Auch an einem kleiner werdenden Markt bleibt Bell Equipment der Muldenkipper-Spezialist, was der Blick auf das aktuelle Modellangebot unterstreicht. Während andere Hersteller ihre Leistungsklassen verdichten, bietet Bell Equipment nach wie vor das größte Programm an konventionellen knickgelenkten 6x6-Muldenkippern am Markt. Insgesamt sieben Modelle von 18 bis 45,4 t Nutzlast hat das Unternehmen im Programm, das gerade in den vergangenen Jahren noch um eine eigenständige Palette an knickgelenkten Allrad-Zweiachsern gewachsen ist. „Es zeigt sich, dass diese attraktiven Lösungen auf Basis unserer Großserien-Technik gerade in Deutschland und Europa auf großes Interesse stoßen“, so Andreas Reinert mit Verweis auf den parallelen Start der großangelegten Roadshow „R-Evolution“ des Bell-Partners Kiesel in Deutschland und Österreich. „Mit diesen Lösungen heben wir uns einmal mehr vom Wettbewerb ab.

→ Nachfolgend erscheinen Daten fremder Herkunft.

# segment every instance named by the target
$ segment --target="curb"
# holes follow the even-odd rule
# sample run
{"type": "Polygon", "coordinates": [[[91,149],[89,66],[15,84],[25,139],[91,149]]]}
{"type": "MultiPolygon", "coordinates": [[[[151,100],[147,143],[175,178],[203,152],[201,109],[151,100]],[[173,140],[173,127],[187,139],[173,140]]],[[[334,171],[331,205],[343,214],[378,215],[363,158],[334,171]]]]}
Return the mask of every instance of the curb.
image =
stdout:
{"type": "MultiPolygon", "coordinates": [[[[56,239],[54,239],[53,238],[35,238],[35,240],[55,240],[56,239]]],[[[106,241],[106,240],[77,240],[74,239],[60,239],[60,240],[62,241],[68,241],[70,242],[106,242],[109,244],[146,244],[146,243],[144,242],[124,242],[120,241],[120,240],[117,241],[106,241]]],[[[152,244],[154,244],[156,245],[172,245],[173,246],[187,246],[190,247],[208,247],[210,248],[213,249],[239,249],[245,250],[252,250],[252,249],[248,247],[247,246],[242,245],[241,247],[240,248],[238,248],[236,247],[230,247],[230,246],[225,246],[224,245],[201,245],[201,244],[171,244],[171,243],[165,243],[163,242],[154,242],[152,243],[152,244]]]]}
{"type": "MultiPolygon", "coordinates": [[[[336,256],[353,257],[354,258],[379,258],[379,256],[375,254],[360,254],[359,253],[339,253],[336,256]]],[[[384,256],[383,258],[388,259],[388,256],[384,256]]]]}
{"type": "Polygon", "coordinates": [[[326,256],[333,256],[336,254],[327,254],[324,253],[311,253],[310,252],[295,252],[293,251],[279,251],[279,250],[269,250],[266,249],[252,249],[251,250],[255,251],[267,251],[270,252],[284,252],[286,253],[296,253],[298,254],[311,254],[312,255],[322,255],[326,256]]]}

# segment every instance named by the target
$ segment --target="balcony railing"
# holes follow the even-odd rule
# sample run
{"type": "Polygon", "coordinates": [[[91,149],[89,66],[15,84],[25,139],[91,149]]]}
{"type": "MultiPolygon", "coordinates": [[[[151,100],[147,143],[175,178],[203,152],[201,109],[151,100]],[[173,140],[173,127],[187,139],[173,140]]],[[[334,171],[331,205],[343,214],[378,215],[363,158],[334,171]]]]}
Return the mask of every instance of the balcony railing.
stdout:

Mit dieser Flexibilität konnten wir uns in vielen Märkten – nicht zuletzt in Deutschland – fest unter den führenden Muldenkipper-Anbietern etablieren.“
Noch näher am Markt
Für Marktnähe und Flexibilität steht auch die seit 2003 in Eisenach beheimatete europäische Fahrzeugfertigung von Bell Equipment, die seit 2019 neben der reinen Fahrzeugmontage auch die Eigenfertigung der großvolumigen Muldenkörper und weiterer Fahrzeug-Komponenten umfasst. Stephan Giese, Leiter Engineering im Bell-Werk, stellte die Abläufe auf dem rund 10 Hektar großen Werksareal mit jetzt insgesamt rund 18.000 m² verfügbaren Produktions- und Lagerflächen vor. Im Fokus dabei die Fertigungslinie für die Kippmulden der aktuell insgesamt sieben in Eisenach produzierten Modelle mit Nutzlasten von 18,0 bis 45,4 t. Kamen diese in der Vergangenheit aus regionaler Drittfertigung oder zuletzt sehr aufwendig auf dem Seeweg aus Südafrika, werden jetzt alle Mulden auf Basis hochwertiger Werkstähle aus europäischer Produktion direkt in Eisenach produziert. Die weitere Bündelung von Kernkompetenzen am Standort Eisenach ermöglicht es jetzt noch besser, im Zusammenspiel mit dem südafrikanischen Stammwerk und den europäischen Zulieferern sehr flexibel auf Entwicklungen in den Zielmärkten und Nachfrageschwankungen zu reagieren.